Und so klingt sie dann in der Werbung, die schöne neue Popmusik-Welt: "Simfy" heißt der noch junge deutsche Platzhirsch unter den sogenannten Streaming-Diensten. Was bedeutet das? Man muss die Musik nicht mehr besitzen, sondern sie nur noch nutzen – zu Hause am PC oder überall auf mobilen Geräten.

Und wie funktioniert das? Ich lade die Musik nicht runter, sondern rufe sie quasi übers Netz ab. Das geht zunächst mal kostenlos, allerdings unterbrochen von Werbung und mit eingeschränkten Funktionen. Deshalb wechseln Nutzer zunehmend zu einem Zugang mit Abo-Gebühr: Ab fünf, im vollem Umfang zehn Euro im Monat. Und dafür kann man – je nach Anbieter – aus 11 bis 15 Millionen Songs auswählen.

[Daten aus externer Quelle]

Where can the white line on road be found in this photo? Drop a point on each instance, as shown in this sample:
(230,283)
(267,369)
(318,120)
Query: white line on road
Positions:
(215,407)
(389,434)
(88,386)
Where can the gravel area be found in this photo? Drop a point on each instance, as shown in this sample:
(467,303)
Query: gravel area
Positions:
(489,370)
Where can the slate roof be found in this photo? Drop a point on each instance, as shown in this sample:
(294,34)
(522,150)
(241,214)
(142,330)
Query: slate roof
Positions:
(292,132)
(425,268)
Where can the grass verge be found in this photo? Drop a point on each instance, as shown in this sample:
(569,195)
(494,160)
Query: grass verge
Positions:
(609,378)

Deutschland ist allerdings bisher Streaming-Entwicklungsland. Nach der überfälligen Einigung zwischen dem IT-Branchenverband Bitkom und der Gema wird sich Musik-Streaming auch hierzulande durchsetzen – spätestens, wenn angeblich ab nächster Woche der weltweite Marktführer in Deutschland startet. Noch hat "Spotify" das nicht offiziell bestätigt.

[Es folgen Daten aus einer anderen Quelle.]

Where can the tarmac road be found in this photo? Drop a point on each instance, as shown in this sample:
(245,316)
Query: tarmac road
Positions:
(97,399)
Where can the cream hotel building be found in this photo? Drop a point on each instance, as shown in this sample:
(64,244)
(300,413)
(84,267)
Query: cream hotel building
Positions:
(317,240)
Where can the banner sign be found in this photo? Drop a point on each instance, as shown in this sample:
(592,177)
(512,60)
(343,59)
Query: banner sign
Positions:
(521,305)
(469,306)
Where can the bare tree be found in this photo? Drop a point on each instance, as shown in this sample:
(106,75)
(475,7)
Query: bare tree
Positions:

Im weltgrößten Musikmarkt in den USA ist das schwedische Unternehmen längst erfolgreich. Und als dort im vergangenen Jahr der Wendepunkt geschafft war, schaute die europäische Musikindustrie neidisch über den Teich. Zum ersten Mal seit Jahren wurde wieder mehr verkauft als im Vorjahr – durch bezahlte Downloads und Streaming-Dienste. Gerade hat sich dazu Cary Sherman, Verbandsvorsitzender der US-Musikindustrie, in einem Interview mit dem Web2.0-Blog Techcrunch geäußert:

"Spotify könnte eine wichtige Rolle in der Zukunft spielen. Aber wir haben gelernt, dass es eben nicht nur einen großen Player gibt, dass es diverse Modelle geben muss, um für die unterschiedlichen Verbreitungswege bezahlen zu können. Wir sind eigentlich ganz optimistisch."

Ebenso Edgar Berger, Chef von Sony Music International, der vor kurzem von einer "Aufbruchstimmung in der Branche" sprach und "einem Wachstumsmarkt in ein bis drei Jahren". Denn durch gut gemachte Streaming-Dienste wird weniger illegal heruntergeladen.